Releases: wilsonzlin/hackerverse
Releases · wilsonzlin/hackerverse
dataset-39996091
Dataset up to item ID 39996091 (inclusive)
All *.arrow
files are Apache Arrow files. There are no null/NaN columns; where missing, a default value (empty string, 1970, 0, false, etc.) is used.

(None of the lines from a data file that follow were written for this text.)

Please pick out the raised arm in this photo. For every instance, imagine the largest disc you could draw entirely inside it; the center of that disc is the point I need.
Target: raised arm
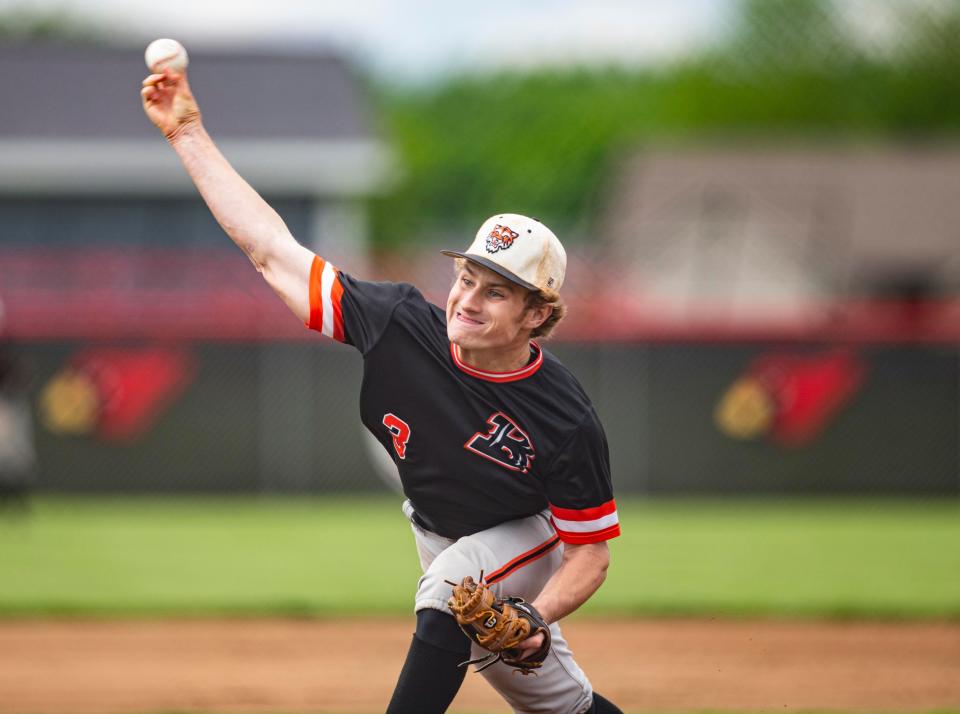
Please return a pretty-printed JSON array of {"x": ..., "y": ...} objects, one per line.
[{"x": 249, "y": 220}]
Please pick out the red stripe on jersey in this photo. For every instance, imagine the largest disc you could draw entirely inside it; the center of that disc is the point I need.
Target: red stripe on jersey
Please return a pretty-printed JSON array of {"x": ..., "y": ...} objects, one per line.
[
  {"x": 336, "y": 293},
  {"x": 522, "y": 560},
  {"x": 499, "y": 377},
  {"x": 584, "y": 514},
  {"x": 316, "y": 300},
  {"x": 594, "y": 537}
]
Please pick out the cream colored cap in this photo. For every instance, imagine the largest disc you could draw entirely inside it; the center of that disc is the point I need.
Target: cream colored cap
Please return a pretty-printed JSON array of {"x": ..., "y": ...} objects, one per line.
[{"x": 521, "y": 249}]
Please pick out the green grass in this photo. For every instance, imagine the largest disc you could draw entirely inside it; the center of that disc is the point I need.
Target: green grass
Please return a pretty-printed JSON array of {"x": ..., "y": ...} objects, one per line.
[{"x": 336, "y": 556}]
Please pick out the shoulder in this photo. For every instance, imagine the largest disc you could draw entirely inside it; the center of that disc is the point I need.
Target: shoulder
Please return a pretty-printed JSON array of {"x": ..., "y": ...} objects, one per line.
[{"x": 555, "y": 376}]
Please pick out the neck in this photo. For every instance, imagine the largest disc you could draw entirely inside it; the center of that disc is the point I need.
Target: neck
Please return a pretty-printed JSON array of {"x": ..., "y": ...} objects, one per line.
[{"x": 499, "y": 360}]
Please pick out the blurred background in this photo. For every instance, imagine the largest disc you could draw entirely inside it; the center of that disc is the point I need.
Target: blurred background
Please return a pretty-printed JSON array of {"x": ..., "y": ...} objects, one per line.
[{"x": 759, "y": 201}]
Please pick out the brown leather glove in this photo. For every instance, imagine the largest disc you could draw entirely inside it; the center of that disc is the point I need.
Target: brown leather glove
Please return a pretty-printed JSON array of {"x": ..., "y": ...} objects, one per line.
[{"x": 498, "y": 625}]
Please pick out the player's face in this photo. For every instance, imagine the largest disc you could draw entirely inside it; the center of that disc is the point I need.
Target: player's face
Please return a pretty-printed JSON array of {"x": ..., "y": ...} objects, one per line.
[{"x": 486, "y": 312}]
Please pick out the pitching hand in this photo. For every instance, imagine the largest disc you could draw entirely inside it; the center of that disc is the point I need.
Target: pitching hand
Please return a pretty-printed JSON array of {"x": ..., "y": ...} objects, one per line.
[{"x": 168, "y": 102}]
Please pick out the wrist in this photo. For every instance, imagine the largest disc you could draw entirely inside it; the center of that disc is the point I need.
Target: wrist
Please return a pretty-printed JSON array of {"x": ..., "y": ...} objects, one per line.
[{"x": 186, "y": 130}]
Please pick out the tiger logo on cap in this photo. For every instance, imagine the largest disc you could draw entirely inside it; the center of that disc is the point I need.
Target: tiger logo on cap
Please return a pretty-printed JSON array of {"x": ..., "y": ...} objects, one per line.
[{"x": 500, "y": 238}]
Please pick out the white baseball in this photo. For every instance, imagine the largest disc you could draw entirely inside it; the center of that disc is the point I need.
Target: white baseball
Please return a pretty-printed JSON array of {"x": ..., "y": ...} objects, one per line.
[{"x": 166, "y": 54}]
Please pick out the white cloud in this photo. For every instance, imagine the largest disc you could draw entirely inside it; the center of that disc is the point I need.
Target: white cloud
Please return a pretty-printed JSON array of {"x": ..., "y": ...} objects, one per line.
[{"x": 423, "y": 37}]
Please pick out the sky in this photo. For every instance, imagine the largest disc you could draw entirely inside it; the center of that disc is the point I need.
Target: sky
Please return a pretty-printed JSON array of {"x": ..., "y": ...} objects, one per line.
[{"x": 419, "y": 39}]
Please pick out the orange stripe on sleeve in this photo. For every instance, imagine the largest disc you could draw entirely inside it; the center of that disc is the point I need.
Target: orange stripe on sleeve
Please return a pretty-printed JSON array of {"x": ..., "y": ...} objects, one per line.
[{"x": 316, "y": 300}]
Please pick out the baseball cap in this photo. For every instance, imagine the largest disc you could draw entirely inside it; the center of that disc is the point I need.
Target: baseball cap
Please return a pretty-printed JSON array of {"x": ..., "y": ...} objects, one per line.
[{"x": 520, "y": 249}]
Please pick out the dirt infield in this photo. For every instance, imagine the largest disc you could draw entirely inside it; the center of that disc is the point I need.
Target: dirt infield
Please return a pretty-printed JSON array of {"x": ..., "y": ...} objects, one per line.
[{"x": 350, "y": 666}]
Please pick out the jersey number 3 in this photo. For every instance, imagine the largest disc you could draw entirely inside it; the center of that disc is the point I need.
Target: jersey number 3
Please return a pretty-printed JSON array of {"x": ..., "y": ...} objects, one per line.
[{"x": 400, "y": 431}]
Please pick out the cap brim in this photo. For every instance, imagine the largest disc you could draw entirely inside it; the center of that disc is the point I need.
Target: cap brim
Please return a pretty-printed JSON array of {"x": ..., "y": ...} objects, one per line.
[{"x": 489, "y": 264}]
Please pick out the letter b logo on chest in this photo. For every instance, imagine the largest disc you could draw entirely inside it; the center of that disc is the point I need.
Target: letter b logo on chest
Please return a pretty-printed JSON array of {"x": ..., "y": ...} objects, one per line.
[{"x": 504, "y": 443}]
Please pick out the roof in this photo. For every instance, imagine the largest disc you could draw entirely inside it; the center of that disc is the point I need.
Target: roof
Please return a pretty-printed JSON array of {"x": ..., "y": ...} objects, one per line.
[
  {"x": 789, "y": 224},
  {"x": 71, "y": 121}
]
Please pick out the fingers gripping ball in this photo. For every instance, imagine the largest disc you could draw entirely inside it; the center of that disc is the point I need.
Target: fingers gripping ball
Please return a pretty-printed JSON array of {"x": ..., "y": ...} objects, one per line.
[
  {"x": 166, "y": 54},
  {"x": 498, "y": 625}
]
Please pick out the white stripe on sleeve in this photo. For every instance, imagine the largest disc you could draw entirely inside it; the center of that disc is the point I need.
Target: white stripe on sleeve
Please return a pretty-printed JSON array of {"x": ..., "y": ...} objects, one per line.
[
  {"x": 597, "y": 524},
  {"x": 326, "y": 283}
]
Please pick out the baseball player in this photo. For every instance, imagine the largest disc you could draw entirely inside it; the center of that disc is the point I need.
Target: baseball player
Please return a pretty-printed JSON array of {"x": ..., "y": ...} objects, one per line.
[{"x": 501, "y": 455}]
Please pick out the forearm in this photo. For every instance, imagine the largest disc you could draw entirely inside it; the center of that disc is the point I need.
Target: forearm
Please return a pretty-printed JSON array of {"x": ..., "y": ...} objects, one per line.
[
  {"x": 249, "y": 220},
  {"x": 583, "y": 570}
]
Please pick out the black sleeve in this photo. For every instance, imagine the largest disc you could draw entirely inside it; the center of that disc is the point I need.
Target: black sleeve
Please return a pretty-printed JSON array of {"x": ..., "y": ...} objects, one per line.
[
  {"x": 349, "y": 310},
  {"x": 368, "y": 308},
  {"x": 579, "y": 487}
]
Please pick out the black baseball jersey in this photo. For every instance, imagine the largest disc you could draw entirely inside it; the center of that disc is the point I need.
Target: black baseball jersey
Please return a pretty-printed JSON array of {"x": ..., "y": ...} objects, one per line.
[{"x": 474, "y": 449}]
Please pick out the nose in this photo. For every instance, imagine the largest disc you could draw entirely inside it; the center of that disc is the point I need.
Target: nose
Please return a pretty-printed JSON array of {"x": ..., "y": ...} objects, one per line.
[{"x": 468, "y": 300}]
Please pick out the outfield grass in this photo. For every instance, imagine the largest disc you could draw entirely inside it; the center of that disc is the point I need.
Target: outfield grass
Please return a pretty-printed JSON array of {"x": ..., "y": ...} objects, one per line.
[{"x": 335, "y": 556}]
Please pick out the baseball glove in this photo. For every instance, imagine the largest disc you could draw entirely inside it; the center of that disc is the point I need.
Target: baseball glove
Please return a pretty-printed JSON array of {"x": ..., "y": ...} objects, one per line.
[{"x": 498, "y": 625}]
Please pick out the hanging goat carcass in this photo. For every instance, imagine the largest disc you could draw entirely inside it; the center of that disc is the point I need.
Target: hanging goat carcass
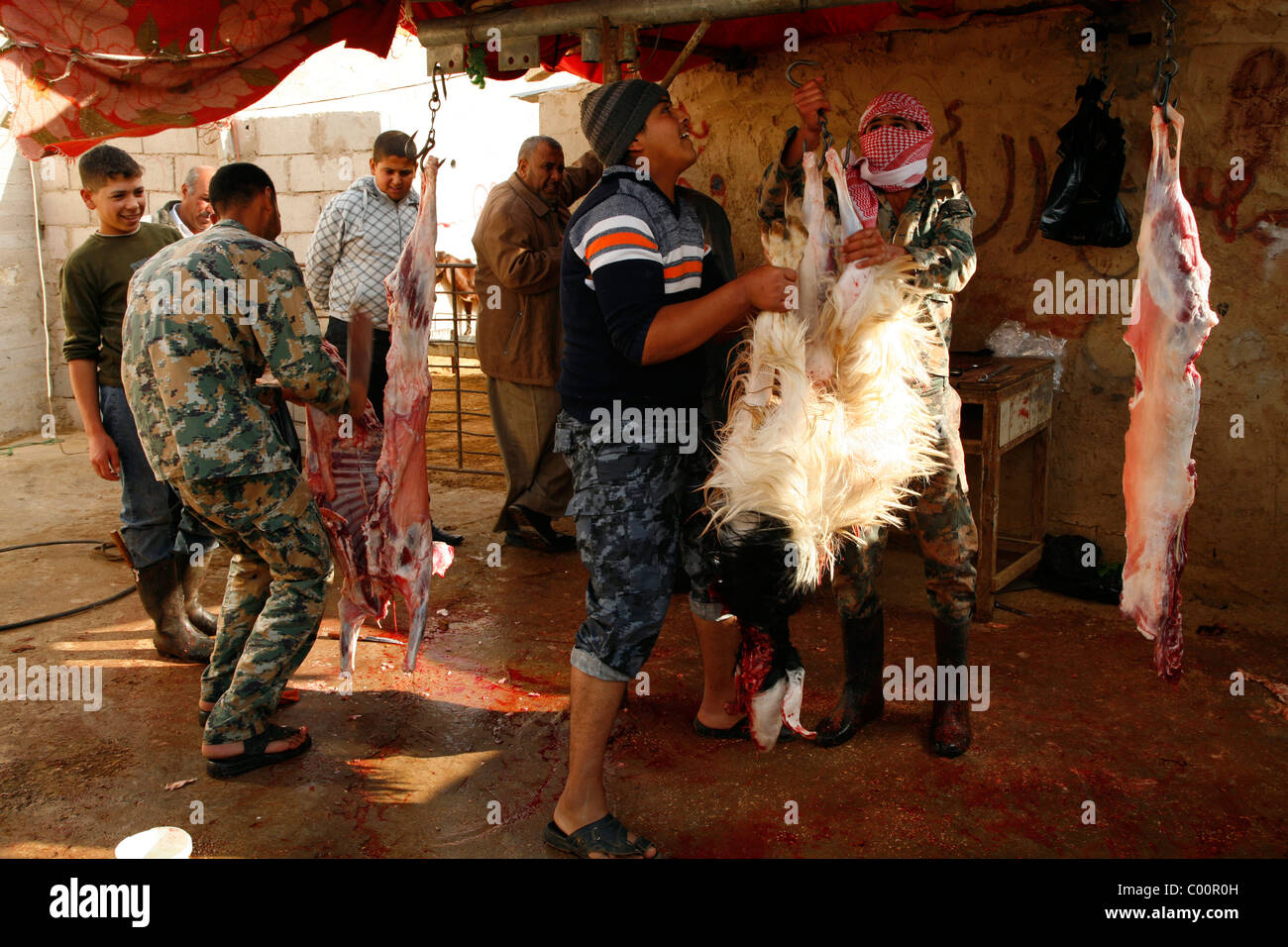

File | Description | Columns |
---|---|---|
comment_sentiments.arrow | Predicted sentiment probabilities (0-1 inclusive, sum to 1) of ~30M HN comments. | id u32, positive f32, neutral f32, negative f32 |
comment_texts.arrow | Text of ~30M HN comments, HTML, unchanged from HN API. | id u32, text str |
comments.arrow | Metadata for ~30M HN comments. Authors link to an ID of a users row. |
id u32, deleted bool, dead bool, score i16, parent u32, author u32, ts timestamp, post u32 |
interactions.arrow | Posts that a user has commented on at least once. | user u32, post u32 |
post_texts.arrow | Text of ~4M posts, HTML, unchanged from HN API. | id u32, text str |
post_titles.arrow | Titles of ~4M posts, HTML, unchanged from HN API. | id u32, text str |
posts.arrow | Metadata for ~4M HN posts. emb_missing_page means the page linked to could not be crawled. URLs link to an ID of a row in the url* tables. Authors link to an ID of a users row. |
id u32, deleted bool, dead bool, score i16, author u32, ts timestamp, url u32, emb_missing_page bool |
url_metas.arrow | Extracted metadata about crawled pages. | id u32, description str, image_url str, lang str, snippet str, timestamp timestamp, timestamp_modified timestamp, title str |
url_texts.arrow | Extracted text from crawled pages. | id u32, text str |
urls.arrow | Crawler tasks. URL does not contain the protocol. | id url, url str, proto str, fetched timestamp, fetch_err str, fetched_via str, found_in_archive bool |
users.arrow | Users. IDs are arbitrary and not official. | id u32, username str |
comment-embs-data.mat | Embeddings for ~40M comments, generated using jina-v2-small. | Packed f32 LE matrix of shape (N, 512). |
comment-embs-ids.mat | Corresponding ID for each row in comment-embs-data.mat . |
Packed u32 LE matrix of shape (N,). |
post-embs-data.mat | Embeddings for ~4M comments, generated using jina-v2-small. | Packed f32 LE matrix of shape (N, 512). |
post-embs-ids.mat | Corresponding ID for each row in post-embs-data.mat . |
Packed u32 LE matrix of shape (N,). |
toppost-embs-data.mat | Embeddings for ~650K posts with score >= 10, generated using bge-m3. | Packed f32 LE matrix of shape (N, 1024). |
toppost-embs-ids.mat | Corresponding ID for each row in toppost-embs-data.mat . |
Packed u32 LE matrix of shape (N,). |